The pain. The uncomprehending totality of the pain and the darkness. Lucas, afterwards, sitting on the edge of his hospital bed, knotting balloons around the bars, saying, You wouldn’t say anything, wouldn’t even blink-I thought you weren’t going to wake up. I didn’t mean to hurt you more. I just-you wouldn’t say a word.

“I never thought they’d go that far,” Pete said. “I swear, I would’ve told you then.”

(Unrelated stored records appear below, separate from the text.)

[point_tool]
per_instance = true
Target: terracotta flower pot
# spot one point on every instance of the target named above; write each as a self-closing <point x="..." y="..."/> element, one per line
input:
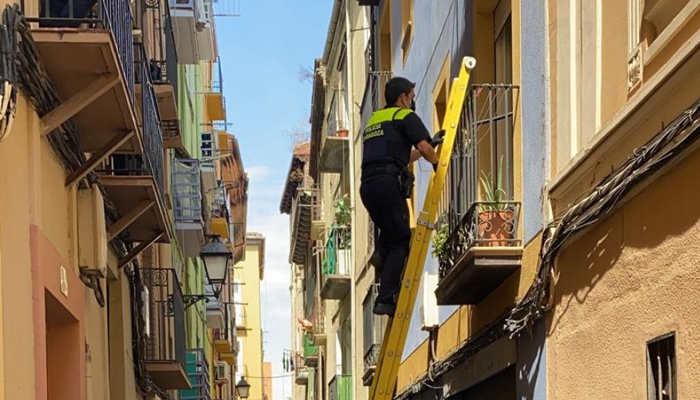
<point x="343" y="133"/>
<point x="496" y="227"/>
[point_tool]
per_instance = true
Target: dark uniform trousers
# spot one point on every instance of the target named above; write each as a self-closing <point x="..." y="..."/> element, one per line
<point x="388" y="209"/>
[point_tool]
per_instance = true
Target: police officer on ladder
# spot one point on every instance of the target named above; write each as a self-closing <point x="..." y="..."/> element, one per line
<point x="394" y="138"/>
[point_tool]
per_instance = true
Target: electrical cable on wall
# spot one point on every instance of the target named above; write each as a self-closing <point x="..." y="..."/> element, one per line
<point x="645" y="161"/>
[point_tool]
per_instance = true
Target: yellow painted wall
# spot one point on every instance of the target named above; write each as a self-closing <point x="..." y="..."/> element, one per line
<point x="18" y="162"/>
<point x="249" y="270"/>
<point x="468" y="320"/>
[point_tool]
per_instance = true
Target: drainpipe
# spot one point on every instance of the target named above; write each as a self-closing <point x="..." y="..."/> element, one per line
<point x="353" y="197"/>
<point x="332" y="26"/>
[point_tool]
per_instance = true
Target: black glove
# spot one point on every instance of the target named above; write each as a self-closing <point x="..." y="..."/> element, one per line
<point x="438" y="138"/>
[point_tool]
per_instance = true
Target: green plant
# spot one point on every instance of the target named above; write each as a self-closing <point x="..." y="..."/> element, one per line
<point x="342" y="208"/>
<point x="494" y="195"/>
<point x="440" y="238"/>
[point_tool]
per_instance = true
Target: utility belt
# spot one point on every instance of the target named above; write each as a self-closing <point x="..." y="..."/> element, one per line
<point x="403" y="174"/>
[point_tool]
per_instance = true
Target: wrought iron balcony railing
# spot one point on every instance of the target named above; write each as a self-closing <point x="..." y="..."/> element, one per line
<point x="111" y="15"/>
<point x="335" y="255"/>
<point x="340" y="388"/>
<point x="478" y="204"/>
<point x="198" y="372"/>
<point x="150" y="121"/>
<point x="486" y="224"/>
<point x="165" y="316"/>
<point x="154" y="20"/>
<point x="319" y="319"/>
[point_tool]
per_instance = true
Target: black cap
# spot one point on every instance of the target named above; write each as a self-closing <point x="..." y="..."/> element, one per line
<point x="395" y="87"/>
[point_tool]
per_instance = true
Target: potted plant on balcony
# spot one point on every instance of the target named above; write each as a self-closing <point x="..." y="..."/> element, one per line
<point x="340" y="239"/>
<point x="495" y="217"/>
<point x="343" y="133"/>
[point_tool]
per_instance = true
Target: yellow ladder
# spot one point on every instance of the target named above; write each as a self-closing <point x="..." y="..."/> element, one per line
<point x="384" y="380"/>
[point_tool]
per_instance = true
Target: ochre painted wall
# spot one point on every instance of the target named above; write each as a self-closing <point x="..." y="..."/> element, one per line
<point x="630" y="279"/>
<point x="250" y="272"/>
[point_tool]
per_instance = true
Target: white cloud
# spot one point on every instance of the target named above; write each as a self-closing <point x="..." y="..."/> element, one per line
<point x="264" y="217"/>
<point x="258" y="172"/>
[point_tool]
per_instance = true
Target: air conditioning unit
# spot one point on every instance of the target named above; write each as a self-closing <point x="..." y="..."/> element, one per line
<point x="428" y="309"/>
<point x="92" y="231"/>
<point x="222" y="371"/>
<point x="146" y="311"/>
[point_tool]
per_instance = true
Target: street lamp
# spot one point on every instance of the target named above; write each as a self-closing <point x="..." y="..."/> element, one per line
<point x="216" y="257"/>
<point x="242" y="388"/>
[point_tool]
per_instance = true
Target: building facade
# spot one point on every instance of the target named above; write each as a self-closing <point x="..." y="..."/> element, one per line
<point x="623" y="108"/>
<point x="110" y="189"/>
<point x="561" y="266"/>
<point x="247" y="276"/>
<point x="456" y="342"/>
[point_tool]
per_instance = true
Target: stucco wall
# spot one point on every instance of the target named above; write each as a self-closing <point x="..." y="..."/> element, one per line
<point x="630" y="279"/>
<point x="17" y="160"/>
<point x="252" y="337"/>
<point x="535" y="115"/>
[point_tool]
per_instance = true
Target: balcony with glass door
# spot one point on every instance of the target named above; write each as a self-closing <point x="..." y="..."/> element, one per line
<point x="135" y="183"/>
<point x="335" y="259"/>
<point x="335" y="151"/>
<point x="373" y="327"/>
<point x="340" y="388"/>
<point x="198" y="373"/>
<point x="154" y="29"/>
<point x="481" y="245"/>
<point x="187" y="204"/>
<point x="165" y="328"/>
<point x="87" y="51"/>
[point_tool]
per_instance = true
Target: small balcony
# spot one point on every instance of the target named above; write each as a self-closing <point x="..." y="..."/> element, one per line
<point x="302" y="374"/>
<point x="198" y="373"/>
<point x="187" y="198"/>
<point x="373" y="328"/>
<point x="209" y="149"/>
<point x="373" y="98"/>
<point x="310" y="351"/>
<point x="335" y="150"/>
<point x="370" y="363"/>
<point x="192" y="24"/>
<point x="319" y="322"/>
<point x="88" y="53"/>
<point x="340" y="388"/>
<point x="336" y="263"/>
<point x="155" y="30"/>
<point x="135" y="183"/>
<point x="223" y="337"/>
<point x="483" y="247"/>
<point x="303" y="208"/>
<point x="218" y="214"/>
<point x="165" y="328"/>
<point x="215" y="103"/>
<point x="215" y="311"/>
<point x="241" y="317"/>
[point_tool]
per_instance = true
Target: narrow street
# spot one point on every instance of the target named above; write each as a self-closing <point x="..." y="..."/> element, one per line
<point x="349" y="200"/>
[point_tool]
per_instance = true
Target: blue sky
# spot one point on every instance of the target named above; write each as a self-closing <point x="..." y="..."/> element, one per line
<point x="261" y="53"/>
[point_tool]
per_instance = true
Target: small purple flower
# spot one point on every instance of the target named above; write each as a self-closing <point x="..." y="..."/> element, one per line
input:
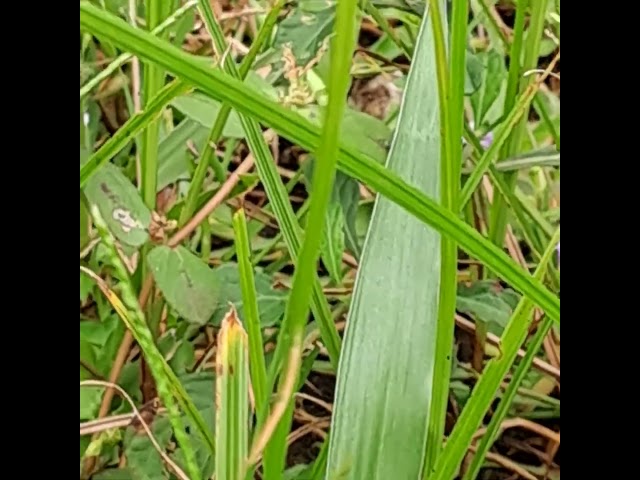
<point x="487" y="140"/>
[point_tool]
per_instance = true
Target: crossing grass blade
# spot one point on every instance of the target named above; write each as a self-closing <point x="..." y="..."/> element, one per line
<point x="232" y="399"/>
<point x="297" y="129"/>
<point x="484" y="391"/>
<point x="169" y="387"/>
<point x="509" y="395"/>
<point x="384" y="390"/>
<point x="125" y="57"/>
<point x="251" y="312"/>
<point x="132" y="127"/>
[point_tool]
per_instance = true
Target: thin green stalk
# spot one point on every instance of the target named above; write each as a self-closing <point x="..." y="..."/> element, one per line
<point x="153" y="80"/>
<point x="517" y="80"/>
<point x="297" y="129"/>
<point x="451" y="116"/>
<point x="544" y="114"/>
<point x="292" y="330"/>
<point x="502" y="137"/>
<point x="509" y="395"/>
<point x="125" y="57"/>
<point x="513" y="201"/>
<point x="251" y="313"/>
<point x="131" y="314"/>
<point x="275" y="192"/>
<point x="232" y="399"/>
<point x="484" y="391"/>
<point x="208" y="152"/>
<point x="131" y="128"/>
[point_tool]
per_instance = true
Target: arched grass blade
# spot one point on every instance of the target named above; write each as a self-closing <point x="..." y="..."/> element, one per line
<point x="297" y="129"/>
<point x="484" y="391"/>
<point x="168" y="385"/>
<point x="132" y="128"/>
<point x="384" y="386"/>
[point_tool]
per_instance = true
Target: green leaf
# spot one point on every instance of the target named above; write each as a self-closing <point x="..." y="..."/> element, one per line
<point x="488" y="302"/>
<point x="383" y="391"/>
<point x="173" y="157"/>
<point x="473" y="74"/>
<point x="189" y="286"/>
<point x="143" y="460"/>
<point x="368" y="133"/>
<point x="333" y="244"/>
<point x="204" y="111"/>
<point x="271" y="302"/>
<point x="119" y="204"/>
<point x="306" y="28"/>
<point x="222" y="87"/>
<point x="493" y="75"/>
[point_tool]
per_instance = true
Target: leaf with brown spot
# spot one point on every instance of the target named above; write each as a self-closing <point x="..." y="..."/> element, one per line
<point x="187" y="283"/>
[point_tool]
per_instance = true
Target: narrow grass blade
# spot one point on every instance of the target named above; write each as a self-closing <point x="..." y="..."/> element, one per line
<point x="277" y="195"/>
<point x="532" y="48"/>
<point x="223" y="115"/>
<point x="507" y="399"/>
<point x="232" y="399"/>
<point x="297" y="129"/>
<point x="290" y="339"/>
<point x="384" y="386"/>
<point x="484" y="391"/>
<point x="502" y="135"/>
<point x="131" y="314"/>
<point x="251" y="312"/>
<point x="131" y="128"/>
<point x="125" y="57"/>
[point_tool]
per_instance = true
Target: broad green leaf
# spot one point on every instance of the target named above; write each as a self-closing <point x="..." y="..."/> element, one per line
<point x="187" y="283"/>
<point x="382" y="403"/>
<point x="493" y="75"/>
<point x="173" y="156"/>
<point x="271" y="302"/>
<point x="203" y="110"/>
<point x="120" y="205"/>
<point x="333" y="242"/>
<point x="248" y="101"/>
<point x="232" y="399"/>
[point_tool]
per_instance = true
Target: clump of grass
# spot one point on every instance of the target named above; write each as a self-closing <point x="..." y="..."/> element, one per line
<point x="189" y="245"/>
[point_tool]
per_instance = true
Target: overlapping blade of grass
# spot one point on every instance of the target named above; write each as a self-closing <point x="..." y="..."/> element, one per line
<point x="290" y="339"/>
<point x="169" y="387"/>
<point x="131" y="128"/>
<point x="484" y="391"/>
<point x="153" y="81"/>
<point x="450" y="76"/>
<point x="305" y="134"/>
<point x="125" y="57"/>
<point x="232" y="399"/>
<point x="251" y="312"/>
<point x="384" y="391"/>
<point x="516" y="82"/>
<point x="223" y="115"/>
<point x="507" y="399"/>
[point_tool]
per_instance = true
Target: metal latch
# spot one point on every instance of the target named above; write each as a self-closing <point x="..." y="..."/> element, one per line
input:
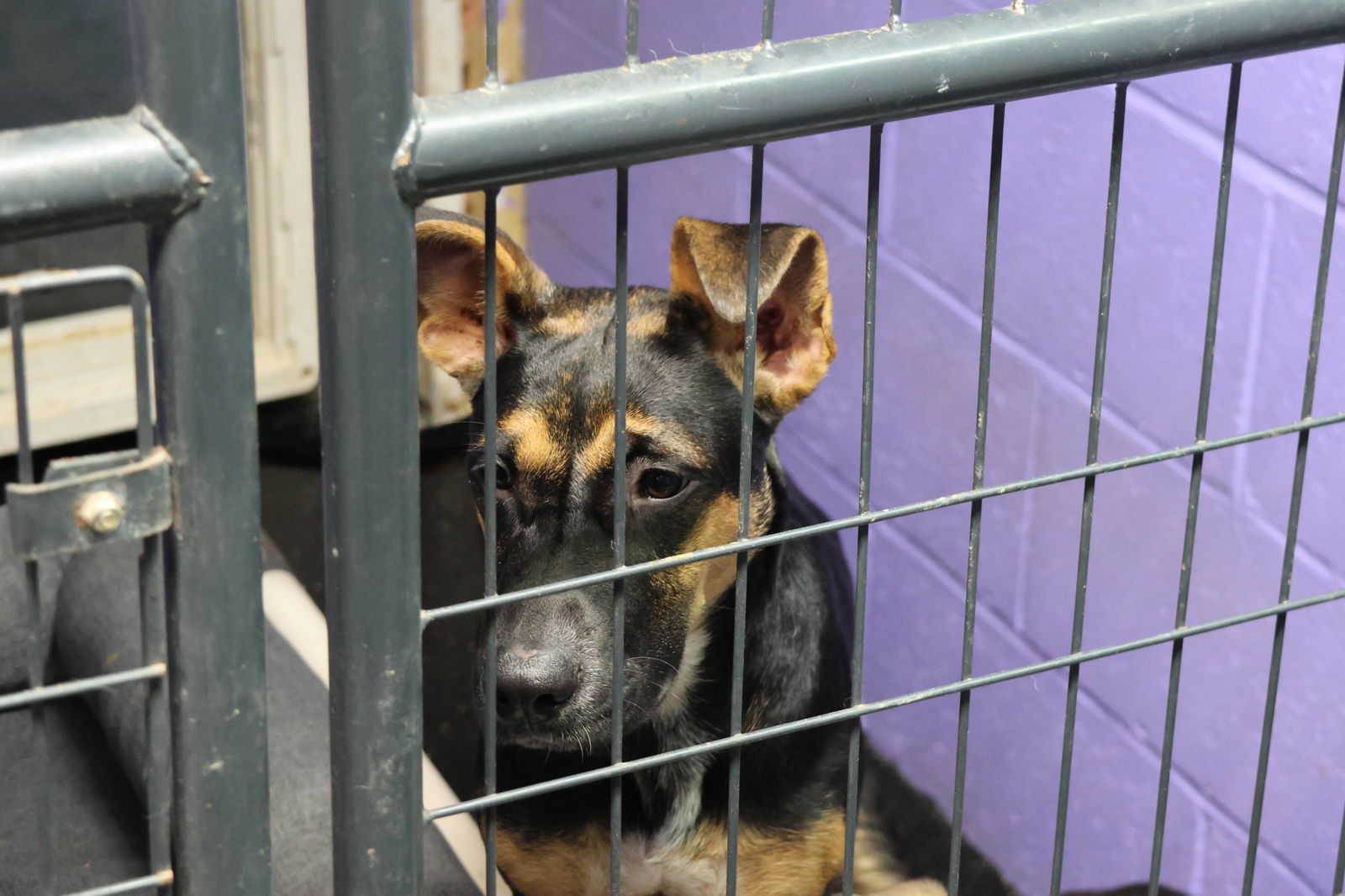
<point x="91" y="501"/>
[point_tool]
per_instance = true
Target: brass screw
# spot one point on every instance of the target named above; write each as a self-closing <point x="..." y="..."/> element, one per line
<point x="101" y="512"/>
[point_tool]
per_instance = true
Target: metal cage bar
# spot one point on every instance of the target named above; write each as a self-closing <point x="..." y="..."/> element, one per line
<point x="1295" y="501"/>
<point x="84" y="174"/>
<point x="361" y="109"/>
<point x="1207" y="376"/>
<point x="861" y="556"/>
<point x="880" y="515"/>
<point x="491" y="529"/>
<point x="1076" y="635"/>
<point x="688" y="105"/>
<point x="154" y="667"/>
<point x="1338" y="878"/>
<point x="619" y="490"/>
<point x="202" y="338"/>
<point x="740" y="586"/>
<point x="978" y="478"/>
<point x="37" y="649"/>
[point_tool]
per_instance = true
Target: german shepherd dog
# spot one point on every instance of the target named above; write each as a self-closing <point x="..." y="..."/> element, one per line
<point x="555" y="498"/>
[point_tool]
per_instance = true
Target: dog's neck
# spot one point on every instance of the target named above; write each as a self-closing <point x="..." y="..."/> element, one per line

“I know,” he said. He sunk his head forward, letting the rush of blood heat up his cheeks and ears. His vision was dark; filtered through too many years, too many sick and stupid tragedies. “But I can’t help them. They know that. I can’t tell them what else he was doing-I don’t remember.” He reached up behind his shoulder and grabbed Ziva’s hand. He needed her to hold him here, to keep him from flying backwards through his own past, needed her to stop him from falling again. “Pete. You know that. They know that. I don’t remember.”

“I know,” Pete said. “But they think you will.”

“And Lucas-”

“Lucas says you have to.” A small break; just enough time for everything to shatter. “Lucas says you already do.”